Final quizzing of Olmert witness

Morris Talansky in a Jerusalem court (22/07/08) - AP
Mr Olmert's lawyers say they have discredited Mr Talansky's testimony

The cross examination of a key witness in the corruption inquiry involving the Israeli PM has entered its final day.

Lawyers for Ehud Olmert say they have discredited the evidence of Morris Talansky after, revealing apparent inconsistencies in his story.

Mr Talansky, a US businessman, has said cash he gave to Mr Olmert in envelopes in 2006 may have been used to buy luxury items.

Mr Olmert denies all wrongdoing, but says he will resign if he is charged.
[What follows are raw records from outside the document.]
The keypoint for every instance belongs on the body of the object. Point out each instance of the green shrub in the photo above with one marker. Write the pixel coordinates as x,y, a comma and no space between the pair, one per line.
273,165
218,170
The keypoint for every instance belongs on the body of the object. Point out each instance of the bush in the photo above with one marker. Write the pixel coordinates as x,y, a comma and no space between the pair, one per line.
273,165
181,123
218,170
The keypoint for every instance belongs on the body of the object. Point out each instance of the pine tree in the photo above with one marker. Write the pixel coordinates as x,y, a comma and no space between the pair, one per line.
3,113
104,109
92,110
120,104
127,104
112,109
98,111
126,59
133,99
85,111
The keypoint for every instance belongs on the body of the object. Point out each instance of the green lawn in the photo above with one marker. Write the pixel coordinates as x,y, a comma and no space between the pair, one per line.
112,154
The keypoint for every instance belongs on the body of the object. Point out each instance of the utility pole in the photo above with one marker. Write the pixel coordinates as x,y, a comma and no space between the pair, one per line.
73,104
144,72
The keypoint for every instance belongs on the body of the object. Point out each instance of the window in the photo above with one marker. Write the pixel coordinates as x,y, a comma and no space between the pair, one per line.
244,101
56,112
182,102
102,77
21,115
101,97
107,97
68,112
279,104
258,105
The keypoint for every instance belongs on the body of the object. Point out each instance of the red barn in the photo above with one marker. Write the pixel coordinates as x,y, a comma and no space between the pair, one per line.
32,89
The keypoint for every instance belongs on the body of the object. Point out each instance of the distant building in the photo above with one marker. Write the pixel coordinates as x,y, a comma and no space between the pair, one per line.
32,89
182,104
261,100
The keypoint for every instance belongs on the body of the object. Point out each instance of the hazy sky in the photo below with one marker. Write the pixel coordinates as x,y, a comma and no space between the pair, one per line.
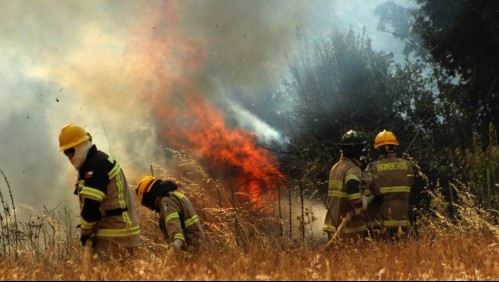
99,63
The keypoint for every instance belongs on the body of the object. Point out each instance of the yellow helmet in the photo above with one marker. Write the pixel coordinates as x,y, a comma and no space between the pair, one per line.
72,135
385,138
145,184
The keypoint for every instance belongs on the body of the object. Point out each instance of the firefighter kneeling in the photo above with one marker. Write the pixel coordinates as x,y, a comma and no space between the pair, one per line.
178,219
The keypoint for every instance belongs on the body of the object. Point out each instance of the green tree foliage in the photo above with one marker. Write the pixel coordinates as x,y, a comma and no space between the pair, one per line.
342,84
463,38
482,168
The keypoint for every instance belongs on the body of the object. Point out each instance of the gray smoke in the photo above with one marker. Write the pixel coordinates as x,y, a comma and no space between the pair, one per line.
63,62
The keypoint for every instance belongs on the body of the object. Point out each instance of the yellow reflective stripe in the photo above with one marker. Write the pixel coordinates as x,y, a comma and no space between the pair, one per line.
354,196
373,223
391,166
114,172
85,224
352,177
392,223
395,189
118,232
191,221
335,193
171,216
335,184
355,229
178,194
179,236
127,219
328,228
92,192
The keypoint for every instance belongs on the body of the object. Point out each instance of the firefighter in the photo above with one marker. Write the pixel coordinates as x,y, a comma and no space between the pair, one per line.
178,219
345,191
394,177
108,213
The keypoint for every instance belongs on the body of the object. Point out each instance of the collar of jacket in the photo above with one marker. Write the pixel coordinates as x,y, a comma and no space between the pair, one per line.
355,161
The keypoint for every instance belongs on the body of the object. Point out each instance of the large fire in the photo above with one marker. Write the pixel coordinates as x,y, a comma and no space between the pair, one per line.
167,65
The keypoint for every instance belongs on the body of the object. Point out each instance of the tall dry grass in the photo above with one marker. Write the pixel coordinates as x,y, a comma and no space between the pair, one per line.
247,246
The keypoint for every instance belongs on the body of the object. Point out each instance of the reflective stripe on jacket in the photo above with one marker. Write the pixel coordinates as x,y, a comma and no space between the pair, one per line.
179,220
394,177
339,201
101,179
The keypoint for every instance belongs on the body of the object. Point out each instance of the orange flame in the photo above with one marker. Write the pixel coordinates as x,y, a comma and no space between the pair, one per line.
167,64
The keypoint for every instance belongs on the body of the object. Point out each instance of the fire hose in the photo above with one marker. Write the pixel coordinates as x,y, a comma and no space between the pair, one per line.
344,222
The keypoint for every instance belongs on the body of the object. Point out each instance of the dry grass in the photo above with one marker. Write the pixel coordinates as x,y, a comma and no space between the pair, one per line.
436,257
243,246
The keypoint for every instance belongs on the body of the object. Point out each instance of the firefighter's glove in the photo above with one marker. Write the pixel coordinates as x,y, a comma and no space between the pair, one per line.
378,199
361,205
84,238
177,244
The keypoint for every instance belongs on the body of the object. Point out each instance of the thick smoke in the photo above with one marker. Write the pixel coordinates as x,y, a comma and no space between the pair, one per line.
70,61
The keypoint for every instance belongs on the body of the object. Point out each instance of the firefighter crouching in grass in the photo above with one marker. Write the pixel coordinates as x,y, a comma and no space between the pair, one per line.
178,219
346,185
108,216
394,177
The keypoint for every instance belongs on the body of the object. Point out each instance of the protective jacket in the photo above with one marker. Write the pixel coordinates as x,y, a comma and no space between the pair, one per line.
394,177
178,220
108,208
341,201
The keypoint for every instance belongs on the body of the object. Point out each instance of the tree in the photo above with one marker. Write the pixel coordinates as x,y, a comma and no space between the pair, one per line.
463,37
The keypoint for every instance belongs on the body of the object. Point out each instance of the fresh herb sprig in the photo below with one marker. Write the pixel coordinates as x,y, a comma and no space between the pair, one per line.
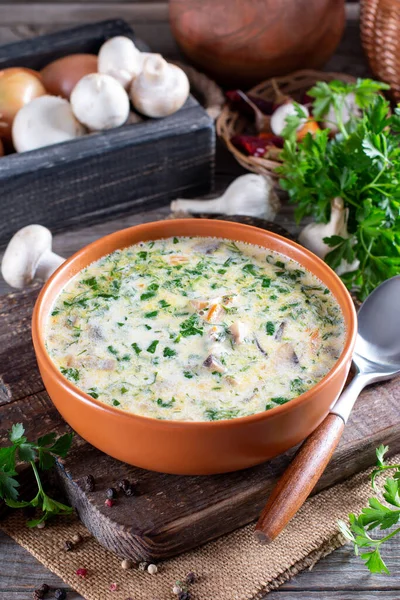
44,452
375,515
360,164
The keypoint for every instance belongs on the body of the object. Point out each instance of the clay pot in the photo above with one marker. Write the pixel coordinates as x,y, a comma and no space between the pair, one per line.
242,42
190,447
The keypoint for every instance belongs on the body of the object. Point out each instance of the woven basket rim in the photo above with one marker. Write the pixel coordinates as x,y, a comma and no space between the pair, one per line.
302,80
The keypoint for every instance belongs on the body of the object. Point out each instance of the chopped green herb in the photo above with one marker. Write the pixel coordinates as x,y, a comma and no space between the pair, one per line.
70,373
169,352
169,404
147,295
270,327
191,326
151,314
250,268
279,400
213,414
153,346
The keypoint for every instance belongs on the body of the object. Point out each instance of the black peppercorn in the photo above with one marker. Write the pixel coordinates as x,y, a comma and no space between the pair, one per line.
111,493
68,546
123,484
89,483
127,487
190,578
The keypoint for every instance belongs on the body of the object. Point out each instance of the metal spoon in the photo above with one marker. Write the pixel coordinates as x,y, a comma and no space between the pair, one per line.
376,358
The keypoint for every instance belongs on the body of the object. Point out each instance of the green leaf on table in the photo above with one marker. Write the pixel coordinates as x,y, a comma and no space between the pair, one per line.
374,562
17,432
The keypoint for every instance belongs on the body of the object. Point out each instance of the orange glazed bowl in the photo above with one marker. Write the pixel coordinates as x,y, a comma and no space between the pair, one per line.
189,447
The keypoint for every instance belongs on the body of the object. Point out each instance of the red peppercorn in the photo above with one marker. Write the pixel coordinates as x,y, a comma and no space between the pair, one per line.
81,572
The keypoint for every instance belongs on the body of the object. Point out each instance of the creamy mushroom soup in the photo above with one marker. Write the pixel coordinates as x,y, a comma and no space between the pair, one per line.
196,329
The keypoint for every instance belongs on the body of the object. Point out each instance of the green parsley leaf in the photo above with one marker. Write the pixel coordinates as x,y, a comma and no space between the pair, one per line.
136,348
153,346
270,327
169,352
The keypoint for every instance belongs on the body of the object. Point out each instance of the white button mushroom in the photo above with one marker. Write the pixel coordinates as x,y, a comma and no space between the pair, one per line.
100,102
44,121
250,194
29,255
119,58
239,331
161,88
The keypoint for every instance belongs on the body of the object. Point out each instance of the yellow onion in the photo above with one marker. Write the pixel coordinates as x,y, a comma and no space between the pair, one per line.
61,76
18,86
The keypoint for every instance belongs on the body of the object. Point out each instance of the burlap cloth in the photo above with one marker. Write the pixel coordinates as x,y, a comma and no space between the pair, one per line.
234,567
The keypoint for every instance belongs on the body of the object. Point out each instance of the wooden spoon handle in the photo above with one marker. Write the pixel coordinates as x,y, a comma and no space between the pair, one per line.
299,479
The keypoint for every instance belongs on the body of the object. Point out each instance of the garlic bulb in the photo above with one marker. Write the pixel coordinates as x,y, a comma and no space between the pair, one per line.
44,121
161,88
119,58
348,109
312,235
250,194
100,102
278,117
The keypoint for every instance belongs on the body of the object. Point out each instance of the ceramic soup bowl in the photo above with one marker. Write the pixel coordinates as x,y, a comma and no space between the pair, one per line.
188,447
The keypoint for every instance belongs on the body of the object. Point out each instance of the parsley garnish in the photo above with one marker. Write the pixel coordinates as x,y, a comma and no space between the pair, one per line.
70,373
169,404
44,451
376,514
136,348
270,327
153,346
361,165
169,352
191,326
151,314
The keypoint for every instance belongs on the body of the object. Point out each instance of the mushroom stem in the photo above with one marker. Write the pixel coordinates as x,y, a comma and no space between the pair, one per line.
29,256
249,194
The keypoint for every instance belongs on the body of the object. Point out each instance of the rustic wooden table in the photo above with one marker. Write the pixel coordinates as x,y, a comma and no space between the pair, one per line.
340,576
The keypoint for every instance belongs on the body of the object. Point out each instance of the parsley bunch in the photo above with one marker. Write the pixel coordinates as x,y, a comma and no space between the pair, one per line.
360,164
44,451
376,514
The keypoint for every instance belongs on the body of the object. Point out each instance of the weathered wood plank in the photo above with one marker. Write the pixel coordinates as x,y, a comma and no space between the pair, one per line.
160,526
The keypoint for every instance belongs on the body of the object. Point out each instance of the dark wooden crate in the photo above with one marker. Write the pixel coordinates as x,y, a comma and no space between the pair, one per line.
130,168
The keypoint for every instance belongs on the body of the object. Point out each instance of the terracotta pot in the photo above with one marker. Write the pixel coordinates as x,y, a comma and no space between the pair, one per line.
242,42
192,447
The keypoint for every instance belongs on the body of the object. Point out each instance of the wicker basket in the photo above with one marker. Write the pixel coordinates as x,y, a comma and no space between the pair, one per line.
231,123
380,35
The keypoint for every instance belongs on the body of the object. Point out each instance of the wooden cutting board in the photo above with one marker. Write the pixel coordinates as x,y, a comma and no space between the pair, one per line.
169,514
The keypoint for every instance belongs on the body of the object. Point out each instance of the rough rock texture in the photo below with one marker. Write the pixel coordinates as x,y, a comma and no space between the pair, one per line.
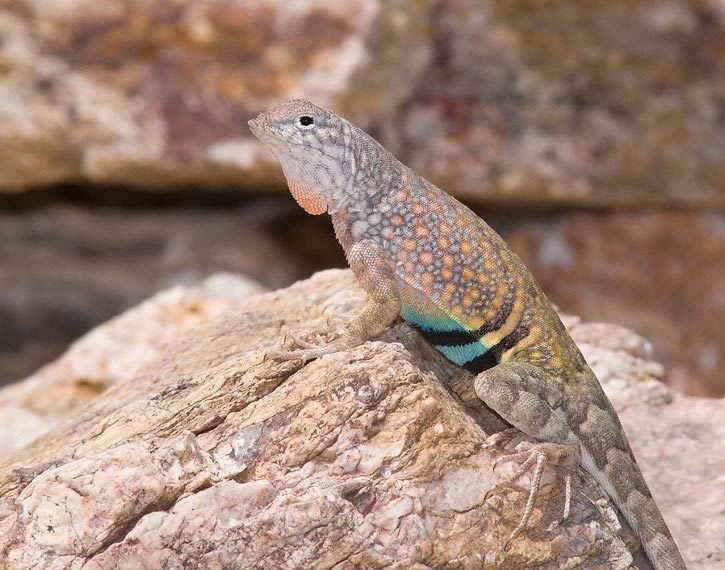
659,273
213,455
606,102
63,272
112,354
68,268
157,93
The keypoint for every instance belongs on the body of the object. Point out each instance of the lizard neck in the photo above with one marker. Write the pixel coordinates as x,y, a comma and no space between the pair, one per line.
374,172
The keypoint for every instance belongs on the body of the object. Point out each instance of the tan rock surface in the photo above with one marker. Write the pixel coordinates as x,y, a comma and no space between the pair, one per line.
604,102
112,354
213,456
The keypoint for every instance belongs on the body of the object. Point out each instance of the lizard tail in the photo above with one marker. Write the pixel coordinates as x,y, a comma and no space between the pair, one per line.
624,482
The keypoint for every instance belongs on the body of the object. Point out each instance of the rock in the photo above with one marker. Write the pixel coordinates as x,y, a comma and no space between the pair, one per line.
658,273
608,103
156,94
214,455
112,354
63,272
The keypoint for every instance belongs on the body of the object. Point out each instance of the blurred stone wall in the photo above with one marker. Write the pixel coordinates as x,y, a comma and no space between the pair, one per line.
574,126
607,102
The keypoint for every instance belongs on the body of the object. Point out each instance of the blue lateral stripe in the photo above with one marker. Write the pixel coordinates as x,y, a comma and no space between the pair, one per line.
463,354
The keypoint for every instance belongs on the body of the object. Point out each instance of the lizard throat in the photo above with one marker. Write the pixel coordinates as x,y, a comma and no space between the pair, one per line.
312,201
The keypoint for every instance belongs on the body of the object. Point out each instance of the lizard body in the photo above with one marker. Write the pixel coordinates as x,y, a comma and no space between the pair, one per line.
421,254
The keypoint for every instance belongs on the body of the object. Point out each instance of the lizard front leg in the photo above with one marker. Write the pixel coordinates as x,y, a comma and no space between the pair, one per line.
376,275
526,397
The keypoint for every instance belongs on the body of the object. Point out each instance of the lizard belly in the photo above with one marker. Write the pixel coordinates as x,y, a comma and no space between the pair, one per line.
453,339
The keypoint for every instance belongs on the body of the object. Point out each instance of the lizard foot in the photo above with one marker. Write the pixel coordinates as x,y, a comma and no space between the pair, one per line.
537,457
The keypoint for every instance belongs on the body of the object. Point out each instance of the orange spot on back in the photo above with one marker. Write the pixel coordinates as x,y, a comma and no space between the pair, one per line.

The scandal, one of six corruption investigations Mr Olmert has faced during his time in office, has sparked widespread calls for his resignation.

His Kadima party has agreed to hold leadership elections in September as part of a deal to avert a threat by Labour leader Ehud Barak to pull out of the ruling coalition.

A number of apparent inconsistencies in Mr Talansky's story have emerged as Mr Olmert's lawyers have cross-examined him over the past five days.

Mr Olmert's lawyer, Eli Zohar, told Israeli newspaper Yediot Ahranot the process had turned his initial statement to Israeli prosecutors in May into "a joke".

Mr Talansky, 75, has said on several occasions that he did not remember details , but maintains that his overall story is accurate.

Speaking to investigators in May, Mr Talansky testified that he gave hundreds of thousands of dollars in envelopes full of cash to Mr Olmert, but said he did not seek or receive any favours in return.

Israeli Prime Minister Ehud Olmert

Mr Talansky has said some of the money was used for expensive personal items, and funds intended as loans were never repaid.

Mr Olmert has said the funds were used legally for election campaigns.

Earlier this month, police said they were also investigating whether Mr Olmert had committed fraud by seeking "duplicate funding for his trips abroad from public bodies".

The Haaretz newspaper quoted sources familiar with the investigation as saying the case would "probably result in am indictment".

Mr Olmert has not been charged with any offences.